Is it possible to write a permutation as a product of $(1 \text{ } 2),(2 \text{ } 3),...,(n-1 \text{ } n)$? If the permutation consists of consecutive numbers in increasing order then $(a_1 \text{ } a_2)...(a_{k-1} \text{ } a_k)$ works fine. But I cannot generalize it for any sequence of integers. Is this actually possible?
Edit
It turns out it is possible. I am hoping to generalize this claim so for any permutation, so I can write it as a product of $(1 2), (2 3), ...,(n-1 \text{ } n)$, the way I have shown it works for $(1 2), (1 3),...,(1 n)$. For instance if $\sigma =(352)$ then $\sigma=(1 3)(1 2)(1 5)(13)$. How can the same cycle be written as a product of $(1 2),(2 3),...(n-1 \text{ } n)?$
 A: Solution 1:

It is obvious that we can write any permutation as a product of transpositions.

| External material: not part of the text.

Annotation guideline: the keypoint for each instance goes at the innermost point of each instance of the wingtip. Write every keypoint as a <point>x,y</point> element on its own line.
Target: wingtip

So, we need only to show that any transposition is a product of special transpositions $(1 \text{ } 2),(2 \text{ } 3),...(n-1 \text{ } n)$.
Let $1\leq i<j\leq n$.
$(i\text{ }j)=(i\text{ }i+1)\cdots(j-2\text{ }j-1)(j-1\text{ }j)\cdots(i+1\text{ }i+2)(i\text{ }i+1)$.
For example, $(3\text{ }7)=(3\text{ }4)(4\text{ }5)(5\text{ }6)(6\text{ }7)(5\text{ }6)(4\text{ }5)(3\text{ }4)$.

Solution 2:

Let $\sigma$ be any permutation in $S_n$.
Let $a:=\sigma(1)$.
If $a=1$, let $\tau_1:=\sigma$.
If $a\neq 1$, then, $\tau_1:=(2\text{ }1)\cdots(a-1\text{ }a-2)(a\text{ }a-1)\sigma$.
Then $\tau_1(1)=1$.
Let $b:=\tau_1(2)\in\{2,\dots,n\}$.
If $b=2$, let $\tau_2:=\tau_1$.
If $b\neq 2$, let $\tau_2:=(3\text{ }2)\cdots(b-1\text{ }b-2)(b\text{ }b-1)\tau_1$.

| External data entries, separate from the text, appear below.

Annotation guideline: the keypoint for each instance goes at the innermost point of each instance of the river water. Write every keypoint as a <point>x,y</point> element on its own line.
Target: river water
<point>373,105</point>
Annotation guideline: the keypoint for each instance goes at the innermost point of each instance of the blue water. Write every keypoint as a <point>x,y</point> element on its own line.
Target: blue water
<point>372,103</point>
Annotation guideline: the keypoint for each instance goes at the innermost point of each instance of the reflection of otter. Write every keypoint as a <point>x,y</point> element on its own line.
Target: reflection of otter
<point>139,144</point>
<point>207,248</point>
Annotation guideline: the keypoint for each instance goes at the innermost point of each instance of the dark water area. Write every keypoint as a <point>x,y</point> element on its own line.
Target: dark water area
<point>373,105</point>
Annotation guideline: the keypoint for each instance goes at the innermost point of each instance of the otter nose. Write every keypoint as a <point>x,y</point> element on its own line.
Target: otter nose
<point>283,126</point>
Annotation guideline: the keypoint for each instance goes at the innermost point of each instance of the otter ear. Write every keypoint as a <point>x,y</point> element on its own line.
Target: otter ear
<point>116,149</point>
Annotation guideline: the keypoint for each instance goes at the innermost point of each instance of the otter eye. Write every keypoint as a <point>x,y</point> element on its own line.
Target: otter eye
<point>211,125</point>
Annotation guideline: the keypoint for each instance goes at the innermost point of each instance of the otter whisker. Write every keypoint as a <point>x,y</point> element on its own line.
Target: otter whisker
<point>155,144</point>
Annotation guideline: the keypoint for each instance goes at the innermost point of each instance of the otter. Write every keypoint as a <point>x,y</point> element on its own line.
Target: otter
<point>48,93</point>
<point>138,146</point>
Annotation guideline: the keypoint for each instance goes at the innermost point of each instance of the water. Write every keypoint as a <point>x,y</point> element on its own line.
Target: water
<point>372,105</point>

Then $\tau_2(1)=1, \tau_2(2)=2$.
Let $c:=\tau_2(3)\in\{3,\dots,n\}$.
If $c=3$, let $\tau_3:=\tau_2$.
If $c\neq 3$, let $\tau_3:=(4\text{ }3)\cdots(c-1\text{ }c-2)(c\text{ }c-1)\tau_2$.

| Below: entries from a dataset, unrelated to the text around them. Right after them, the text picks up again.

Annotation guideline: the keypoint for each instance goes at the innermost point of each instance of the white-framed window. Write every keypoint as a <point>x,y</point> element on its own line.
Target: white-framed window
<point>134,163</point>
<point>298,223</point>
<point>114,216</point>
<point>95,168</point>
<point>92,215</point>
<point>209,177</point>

Then $\tau_3(1)=1, \tau_3(2)=2,\tau_3(3)=3$.
$\vdots$
Let $y:=\tau_{n-2}(n-1)\in\{n-1,n\}$.
If $y=n-1$, let $\tau_{n-1}:=\tau_{n-2}$.
If $y\neq n-1$, let $\tau_{n-1}:=(n\text{ }n-1)\tau_{n-2}$.
Then $\tau_{n-1}(1)=1,\tau_{n-1}(2)=2,\dots,\tau_{n-1}(n-2)=n-2,\tau_{n-1}(n-1)=n-1$.
Let $z:=\tau_{n-1}(n)\in\{n\}$.
Then, $z=n$.
So, $\tau_{n-1}$ is the identity.
Therefore, the inverse of $\sigma$ is a product of special transpositions $(1 \text{ } 2),(2 \text{ } 3),...(n-1 \text{ } n)$.
Since the inverse of the inverse of $\sigma$ is also a product of special transpositions $(1 \text{ } 2),(2 \text{ } 3),...(n-1 \text{ } n)$ and $\sigma$ is equal to the inverse of the inverse of $\sigma$, $\sigma$ is a product of special transpositions $(1 \text{ } 2),(2 \text{ } 3),...(n-1 \text{ } n)$.